W środę Sejm uchwalił ułatwienia w formalnościach wodnoprawnych. Zawiera je nowelizacja prawa wodnego. Jej autorem jest grupa posłów PiS.
Nowe przepisy dostosowują polskie przepisy do wymogów unijnych oraz rozszerzają listę inwestycji, które nie wymagają pozwolenia wodnoprawnego w formie decyzji, lecz tylko zgłoszenia. Znalazły się na niej m.in.: wykonanie kąpieliska, wyznaczanie terenów do kąpieli; pomostu o długości 25 m; odwadnianie i odprowadzanie wody z wykopów budowlanych; wykonanie stawów zasilanych wodami gruntowymi o powierzchni nieprzekraczającej 500 mkw. i głębokości 2 m.

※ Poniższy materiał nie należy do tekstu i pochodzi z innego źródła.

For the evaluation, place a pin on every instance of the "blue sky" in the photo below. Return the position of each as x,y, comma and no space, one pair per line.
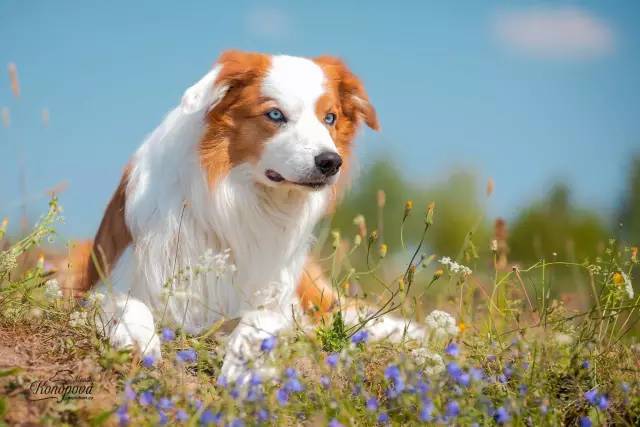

Staw nie może mieć wpływu na nieruchomości sąsiednie.
Nowelizacja wprowadza również bardzo istotną zmianę dotyczącą map przeciwpowodziowych.
Same gminy będą decydowały, czy uwzględnić je w swoich studiach oraz miejscowych planach zagospodarowania przestrzennego czy nie. Wspomniane mapy przygotowano, ponieważ takie były wymogi unijne. W kwietniu tego roku otrzymały je gminy. Mają je uwzględnić przy wydawaniu warunków zabudowy, pozwoleń budowlanych na terenach objętych tymi planami. Samorządy mają ustalenia tych map obowiązkowo przenieść do swoich miejscowych planów. Mają na to trzy lata, tj. do kwietnia 2018 r.
Zdaniem władz gmin zawartość map ma się nijak do rzeczywistości.